Capital Markets - Debt Capital Market Flashcards
What’s DCM
Debt Capital Market
Four Types of Bonds?
Fixed Rate Bonds, Floating Rate Bonds, Equity Related Bonds and Asset Backed Securities
What are fixed rate bonds?
Securities with pre-determined rate of return and fixed interest rate and maturity fo 5, 10 or 20 years. Investors will receive fixed interest rate + a complete capital at the end of the term
What are floating rate bonds?
Linked to federal interest rate. Fluctuates over time and thus pays a variable interest rates
What are equity related bonds?
Debt securities paying interest rates which can be converted in to Equity under certain conditions
What are asset backed securities?
Asset backed securities consist of vehicles which consist of mortgage loans, credit card receivables, auto loans,
Bonds vs Bank Loans
You pay less interest on bonds than you pay on a bank loan
What banks like to do on a loan portfolio?
They like to diversify and do not like to gamble on a single borrower.
What are the different type of fees that an investment bank charge to the issuer?

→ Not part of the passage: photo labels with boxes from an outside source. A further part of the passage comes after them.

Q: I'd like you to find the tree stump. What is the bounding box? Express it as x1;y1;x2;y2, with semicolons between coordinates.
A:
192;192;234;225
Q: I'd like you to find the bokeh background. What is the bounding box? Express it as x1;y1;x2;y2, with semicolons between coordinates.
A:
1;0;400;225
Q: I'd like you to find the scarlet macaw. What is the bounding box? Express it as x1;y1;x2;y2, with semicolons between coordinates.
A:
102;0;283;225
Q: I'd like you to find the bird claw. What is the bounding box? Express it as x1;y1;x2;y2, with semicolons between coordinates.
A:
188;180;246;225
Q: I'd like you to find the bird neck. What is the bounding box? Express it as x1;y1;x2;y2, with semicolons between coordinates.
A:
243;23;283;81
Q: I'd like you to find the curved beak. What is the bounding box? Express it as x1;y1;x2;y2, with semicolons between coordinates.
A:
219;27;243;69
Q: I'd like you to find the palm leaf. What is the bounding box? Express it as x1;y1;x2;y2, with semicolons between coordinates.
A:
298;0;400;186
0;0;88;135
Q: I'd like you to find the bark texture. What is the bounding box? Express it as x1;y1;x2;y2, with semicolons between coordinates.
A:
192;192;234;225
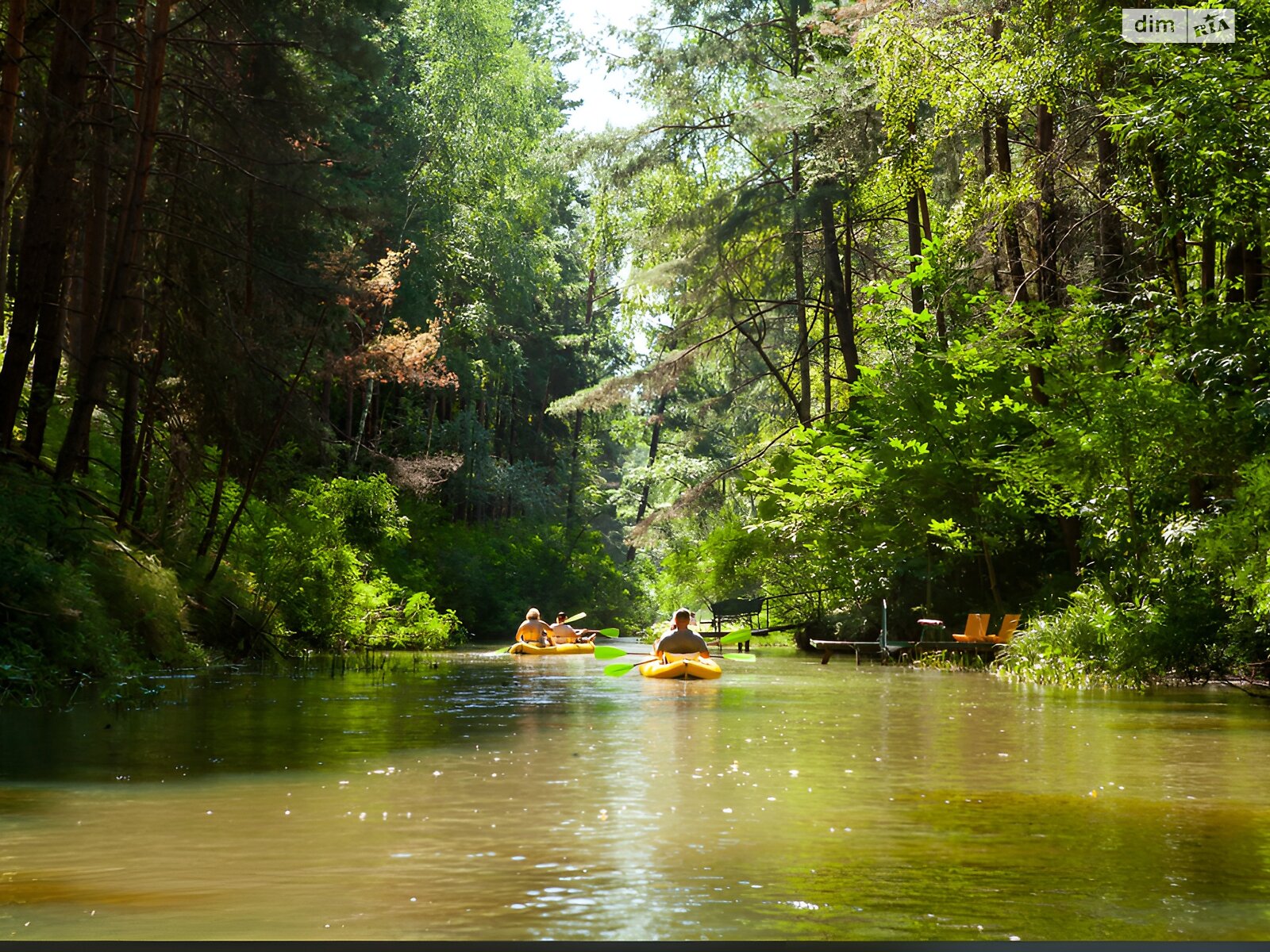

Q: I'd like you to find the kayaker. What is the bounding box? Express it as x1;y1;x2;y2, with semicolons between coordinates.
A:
516;608;552;647
652;608;710;658
551;612;599;645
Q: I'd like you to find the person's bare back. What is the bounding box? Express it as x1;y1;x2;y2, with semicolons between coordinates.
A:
516;608;552;645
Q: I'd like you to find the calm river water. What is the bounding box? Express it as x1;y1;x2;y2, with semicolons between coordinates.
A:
0;646;1270;941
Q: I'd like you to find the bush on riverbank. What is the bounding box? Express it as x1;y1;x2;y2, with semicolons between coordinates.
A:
0;466;206;704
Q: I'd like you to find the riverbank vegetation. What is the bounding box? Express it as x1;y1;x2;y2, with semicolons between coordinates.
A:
0;0;1270;698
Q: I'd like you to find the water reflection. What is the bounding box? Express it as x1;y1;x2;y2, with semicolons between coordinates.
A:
0;650;1270;941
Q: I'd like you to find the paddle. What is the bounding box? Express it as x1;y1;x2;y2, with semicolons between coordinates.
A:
485;622;618;658
595;642;756;678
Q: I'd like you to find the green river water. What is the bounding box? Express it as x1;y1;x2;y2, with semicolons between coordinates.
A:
0;646;1270;941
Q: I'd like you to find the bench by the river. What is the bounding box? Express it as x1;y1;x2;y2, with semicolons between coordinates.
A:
700;592;823;651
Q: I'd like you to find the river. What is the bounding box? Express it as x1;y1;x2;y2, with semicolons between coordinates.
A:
0;646;1270;941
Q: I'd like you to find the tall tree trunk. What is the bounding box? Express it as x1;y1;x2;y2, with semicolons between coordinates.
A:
55;0;178;480
1147;148;1186;307
118;319;167;528
906;192;926;313
980;116;1005;290
1094;118;1129;300
1226;240;1245;305
564;268;595;528
821;195;860;385
77;0;119;377
206;332;318;582
997;112;1029;303
0;0;27;335
626;396;667;562
1243;230;1265;303
1199;222;1217;303
198;449;230;559
0;0;93;452
1037;103;1059;307
790;132;811;427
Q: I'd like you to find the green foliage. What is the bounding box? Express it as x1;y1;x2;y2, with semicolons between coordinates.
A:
243;474;464;649
385;501;650;639
0;466;190;704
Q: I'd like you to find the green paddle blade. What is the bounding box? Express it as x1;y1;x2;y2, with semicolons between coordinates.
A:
719;628;754;645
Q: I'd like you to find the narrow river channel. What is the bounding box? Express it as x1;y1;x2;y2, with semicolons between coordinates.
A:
0;646;1270;941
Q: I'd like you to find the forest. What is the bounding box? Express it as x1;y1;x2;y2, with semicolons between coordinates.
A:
0;0;1270;704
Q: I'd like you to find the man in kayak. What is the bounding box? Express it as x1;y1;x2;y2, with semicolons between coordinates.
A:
516;608;552;647
652;608;710;658
551;612;599;645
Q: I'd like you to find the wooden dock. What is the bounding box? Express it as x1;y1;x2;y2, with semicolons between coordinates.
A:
810;599;1005;664
810;636;1003;664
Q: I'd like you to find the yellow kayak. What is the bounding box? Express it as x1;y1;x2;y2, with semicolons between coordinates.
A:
639;651;722;681
508;641;595;655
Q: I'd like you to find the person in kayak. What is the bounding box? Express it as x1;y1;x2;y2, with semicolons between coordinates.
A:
551;612;599;645
516;608;554;647
652;608;710;658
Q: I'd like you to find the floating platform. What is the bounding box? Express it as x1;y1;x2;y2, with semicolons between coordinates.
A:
810;637;1005;664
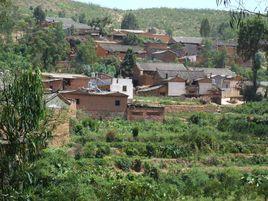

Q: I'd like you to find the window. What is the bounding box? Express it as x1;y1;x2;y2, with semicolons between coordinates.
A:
115;100;120;106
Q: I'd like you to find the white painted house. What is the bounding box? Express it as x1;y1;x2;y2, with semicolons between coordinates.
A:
168;77;186;96
110;78;133;100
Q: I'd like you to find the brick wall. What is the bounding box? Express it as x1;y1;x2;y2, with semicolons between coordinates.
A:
165;105;220;113
127;106;165;122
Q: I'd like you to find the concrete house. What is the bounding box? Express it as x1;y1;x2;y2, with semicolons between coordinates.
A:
61;89;128;119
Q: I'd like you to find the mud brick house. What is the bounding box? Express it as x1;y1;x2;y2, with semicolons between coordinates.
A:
133;62;186;86
89;73;134;102
137;70;212;97
188;68;243;98
144;42;168;57
96;43;146;60
42;73;90;92
151;50;178;62
61;89;128;119
127;105;165;122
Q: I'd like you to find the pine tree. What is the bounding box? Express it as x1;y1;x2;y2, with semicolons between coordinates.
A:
200;18;211;37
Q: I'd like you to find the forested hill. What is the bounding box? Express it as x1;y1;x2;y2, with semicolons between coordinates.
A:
13;0;228;36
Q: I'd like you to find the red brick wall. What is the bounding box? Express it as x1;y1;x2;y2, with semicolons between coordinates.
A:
64;78;90;90
43;80;63;91
127;107;165;122
62;93;127;114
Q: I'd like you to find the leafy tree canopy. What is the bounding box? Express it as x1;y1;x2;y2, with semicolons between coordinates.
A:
121;13;139;29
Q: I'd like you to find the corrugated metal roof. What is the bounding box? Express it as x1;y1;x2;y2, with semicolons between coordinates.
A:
42;73;88;79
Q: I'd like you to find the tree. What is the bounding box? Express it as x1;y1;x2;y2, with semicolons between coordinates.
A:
0;69;51;200
120;49;136;77
76;38;98;65
33;6;46;24
123;33;143;45
237;17;268;92
20;24;70;70
121;13;139;29
88;17;112;36
200;18;211;37
78;13;86;24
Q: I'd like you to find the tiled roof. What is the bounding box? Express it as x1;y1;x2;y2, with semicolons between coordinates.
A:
137;62;186;71
173;37;203;44
46;17;92;29
42;73;88;79
100;44;145;53
157;70;206;81
189;68;236;77
60;89;128;97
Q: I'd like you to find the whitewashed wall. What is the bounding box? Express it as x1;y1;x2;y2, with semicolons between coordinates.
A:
199;83;212;95
168;82;186;96
110;78;133;100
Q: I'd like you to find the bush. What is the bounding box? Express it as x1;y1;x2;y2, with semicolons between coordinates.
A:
144;163;159;180
125;147;139;156
73;123;84;135
132;127;139;138
82;118;98;131
146;144;156;158
132;159;141;172
115;158;131;171
106;131;116;142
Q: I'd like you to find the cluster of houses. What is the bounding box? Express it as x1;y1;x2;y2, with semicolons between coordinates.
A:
2;17;251;120
42;61;242;121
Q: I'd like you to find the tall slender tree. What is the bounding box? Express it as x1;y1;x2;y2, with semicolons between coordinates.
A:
200;18;211;37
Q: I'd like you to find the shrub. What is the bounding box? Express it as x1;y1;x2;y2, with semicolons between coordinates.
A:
132;127;139;138
132;159;141;172
82;118;98;131
95;144;111;158
144;163;159;180
125;147;139;156
106;131;116;142
146;144;156;158
115;158;131;171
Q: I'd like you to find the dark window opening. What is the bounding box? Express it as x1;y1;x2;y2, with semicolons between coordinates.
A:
115;100;120;106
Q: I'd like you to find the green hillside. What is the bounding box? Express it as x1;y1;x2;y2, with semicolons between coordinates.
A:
14;0;228;36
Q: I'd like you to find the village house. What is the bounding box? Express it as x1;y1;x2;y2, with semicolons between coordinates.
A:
127;104;165;122
144;42;168;57
89;73;134;102
42;73;90;92
96;43;146;60
137;70;212;97
133;62;186;86
151;50;178;63
61;89;128;119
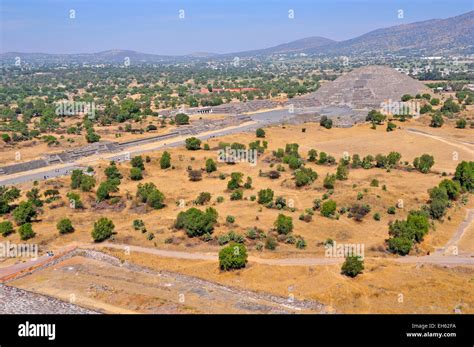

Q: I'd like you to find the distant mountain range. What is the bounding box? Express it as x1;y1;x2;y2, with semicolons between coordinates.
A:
0;11;474;64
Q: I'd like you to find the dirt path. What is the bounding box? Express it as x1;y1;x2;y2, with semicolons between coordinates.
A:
0;209;474;282
85;243;474;266
406;128;474;155
433;209;474;256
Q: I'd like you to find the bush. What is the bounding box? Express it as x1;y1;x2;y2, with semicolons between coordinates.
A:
0;221;15;237
18;223;36;241
230;189;244;201
91;217;115;242
71;170;84;189
439;179;461;200
274;213;293;235
130;155;145;170
265;235;278;251
194;192;211;205
341;256;364;277
441;98;461;113
257;188;274;205
227;172;244;190
174;113;189;125
349;204;370;222
323;174;336;189
370;178;379;187
365;110;386;125
185;137;201;151
13;201;36;225
454;161;474;192
160;151;171;169
136;183;165;209
308;149;318;162
219;243;247;271
430;113;444;128
319;116;332;129
387;237;413;255
66;192;84;209
105;162;122;180
132;219;145;230
96;179;119;202
188;170;202;182
56;218;74;234
175;207;218;237
146;189;165;210
80;175;96;192
130;167;143;181
456;118;467;129
206;158;217;173
336;163;349;181
295;237;307;249
387;122;397;132
413;154;434;173
295;167;318;187
321;200;337;217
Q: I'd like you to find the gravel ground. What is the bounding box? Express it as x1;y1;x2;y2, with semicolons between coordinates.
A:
0;285;96;314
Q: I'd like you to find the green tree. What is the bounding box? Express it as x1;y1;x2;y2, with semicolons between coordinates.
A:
456;118;467;129
454;160;474;192
56;218;74;234
413;154;434;173
174;113;189;125
66;192;84;209
80;175;96;192
430;113;444;128
185;137;201;151
91;217;115;242
308;149;318;162
255;128;265;137
206;158;217;173
257;188;274;204
130;167;143;181
439;179;461;200
321;200;336;217
105;161;122;180
96;179;118;202
219;242;247;271
0;221;15;237
160;151;171;169
336;163;349;181
274;213;293;235
319;116;332;129
227;172;244;190
365;110;386;125
71;170;84;189
18;223;36;241
341;255;364;277
130;155;145;170
0;186;20;215
175;207;218;237
387;237;413;255
323;174;336;189
13;201;36;225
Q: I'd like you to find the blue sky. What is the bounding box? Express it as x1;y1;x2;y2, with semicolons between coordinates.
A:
0;0;474;55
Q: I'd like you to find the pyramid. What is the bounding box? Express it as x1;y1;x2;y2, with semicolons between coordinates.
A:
293;65;428;110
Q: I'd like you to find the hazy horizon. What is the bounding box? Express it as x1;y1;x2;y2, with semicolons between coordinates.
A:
0;0;473;55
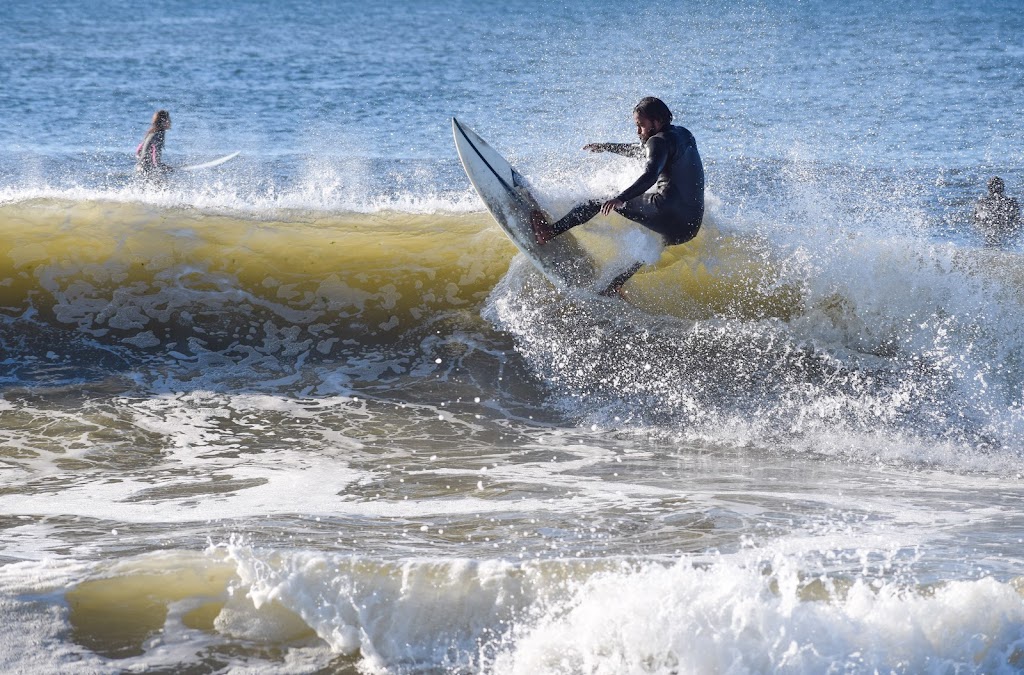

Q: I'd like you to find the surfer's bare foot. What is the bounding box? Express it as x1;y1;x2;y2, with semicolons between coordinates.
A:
529;210;555;244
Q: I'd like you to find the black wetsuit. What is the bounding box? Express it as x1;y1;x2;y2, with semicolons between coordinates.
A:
552;124;705;246
974;192;1021;245
135;129;166;174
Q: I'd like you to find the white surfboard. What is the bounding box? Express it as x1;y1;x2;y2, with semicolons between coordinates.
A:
452;118;603;292
178;151;241;171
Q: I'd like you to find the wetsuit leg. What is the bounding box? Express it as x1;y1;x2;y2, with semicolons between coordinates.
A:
618;195;703;246
598;262;643;297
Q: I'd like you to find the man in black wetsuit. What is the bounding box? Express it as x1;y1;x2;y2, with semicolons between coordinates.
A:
974;176;1021;246
530;96;705;295
135;111;171;178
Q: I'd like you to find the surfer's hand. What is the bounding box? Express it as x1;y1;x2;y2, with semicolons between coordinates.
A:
601;200;626;215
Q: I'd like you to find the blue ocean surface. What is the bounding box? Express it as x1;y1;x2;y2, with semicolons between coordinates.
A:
0;0;1024;675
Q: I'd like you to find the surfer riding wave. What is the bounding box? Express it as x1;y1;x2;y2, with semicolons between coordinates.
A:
530;96;705;294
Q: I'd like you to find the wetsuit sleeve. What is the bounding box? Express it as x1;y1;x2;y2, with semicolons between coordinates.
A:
615;136;669;202
597;143;643;158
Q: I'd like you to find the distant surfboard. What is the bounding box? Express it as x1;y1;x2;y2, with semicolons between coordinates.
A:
452;118;603;291
178;151;241;171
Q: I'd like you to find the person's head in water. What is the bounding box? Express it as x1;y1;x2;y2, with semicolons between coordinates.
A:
150;111;171;133
633;96;672;143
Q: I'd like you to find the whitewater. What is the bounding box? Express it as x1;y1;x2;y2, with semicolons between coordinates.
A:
0;0;1024;675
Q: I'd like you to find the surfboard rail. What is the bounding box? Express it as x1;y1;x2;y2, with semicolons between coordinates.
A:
452;117;601;290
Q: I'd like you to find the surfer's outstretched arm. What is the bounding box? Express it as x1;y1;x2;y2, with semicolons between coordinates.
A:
583;143;643;159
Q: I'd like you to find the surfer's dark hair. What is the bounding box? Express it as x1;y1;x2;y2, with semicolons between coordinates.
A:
146;111;171;133
633;96;672;124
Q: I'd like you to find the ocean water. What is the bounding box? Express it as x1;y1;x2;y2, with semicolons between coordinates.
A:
0;0;1024;675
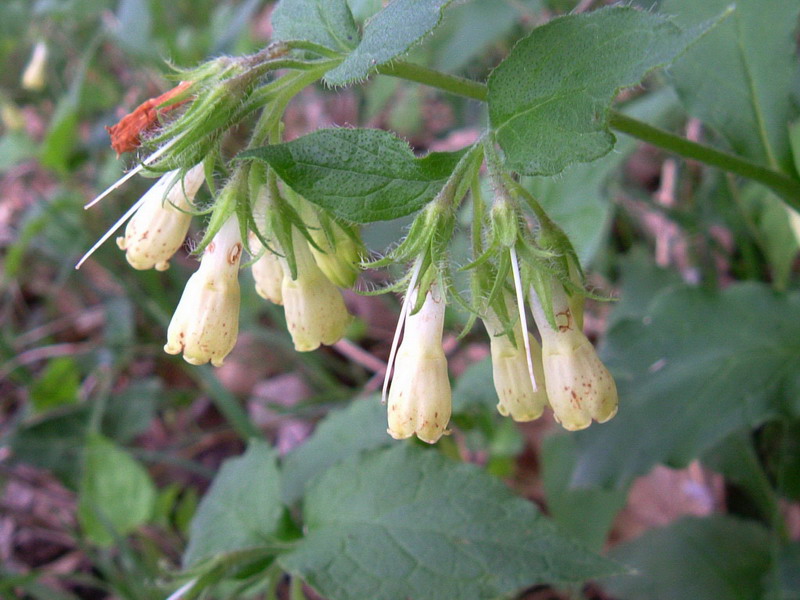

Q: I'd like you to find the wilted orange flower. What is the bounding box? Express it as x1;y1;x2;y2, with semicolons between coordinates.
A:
106;81;192;156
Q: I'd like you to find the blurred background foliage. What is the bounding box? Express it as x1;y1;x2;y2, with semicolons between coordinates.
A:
0;0;800;600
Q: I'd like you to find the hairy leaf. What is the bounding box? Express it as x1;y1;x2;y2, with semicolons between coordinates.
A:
78;434;156;546
279;445;619;600
489;7;710;175
325;0;452;85
575;283;800;485
272;0;358;52
183;441;283;567
281;396;392;504
244;129;463;223
661;0;800;172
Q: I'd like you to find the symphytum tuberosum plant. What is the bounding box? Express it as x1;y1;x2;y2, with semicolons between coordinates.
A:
56;0;800;600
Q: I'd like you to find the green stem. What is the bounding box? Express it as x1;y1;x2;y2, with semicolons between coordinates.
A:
378;61;800;210
609;111;800;209
378;60;489;102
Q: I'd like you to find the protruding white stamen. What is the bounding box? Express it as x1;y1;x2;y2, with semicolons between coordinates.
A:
381;260;422;404
83;134;183;210
75;196;147;271
167;579;197;600
509;246;539;392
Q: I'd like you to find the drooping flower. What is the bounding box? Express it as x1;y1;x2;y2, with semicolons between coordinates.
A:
281;230;350;352
117;165;204;271
388;284;452;444
21;40;47;92
530;281;618;431
483;302;547;422
164;217;242;367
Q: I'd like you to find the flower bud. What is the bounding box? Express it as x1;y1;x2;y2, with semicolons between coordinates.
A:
308;224;363;288
21;41;47;92
249;232;284;304
530;283;618;431
281;230;350;352
164;217;242;367
484;312;547;422
387;285;451;444
117;165;204;271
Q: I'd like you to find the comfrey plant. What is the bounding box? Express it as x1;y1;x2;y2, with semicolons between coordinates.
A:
65;0;800;600
81;0;780;443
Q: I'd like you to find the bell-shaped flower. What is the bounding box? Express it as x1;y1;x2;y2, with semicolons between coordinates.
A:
530;282;618;431
164;217;242;367
117;165;204;271
281;230;350;352
388;285;452;444
483;311;547;422
249;231;284;304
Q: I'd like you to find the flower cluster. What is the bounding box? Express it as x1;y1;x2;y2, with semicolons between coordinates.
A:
81;44;617;443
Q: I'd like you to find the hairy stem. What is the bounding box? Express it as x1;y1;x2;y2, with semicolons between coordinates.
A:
378;61;800;210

Management, underwriting and selling fees
What’s the job of credit rating agency?
Credit rating agencies researches the companies and provide their credit rating i.e., the ability of the borrower to repay the debt/loans
Who are the big 3 credit rating agencies?
S&P, Moody’s and FitchRatings
How long does the bond issuance process take?
25-35 days
Financial products……
evolve over time and their structure changes depends on the needs of investors and borrowers. This was a reason behind securitization
What is securitization?
Securitization is a process in which different loans including commerical loans, leasing, credit card debts will be packaged into a SPV (special purpose vehicle) which will then be sold to investors.
What is Syndication?
Syndication is the process of group of banks come together to offer loans. It reduces their exposure and also helps them earn a commission, interest and expand their client base.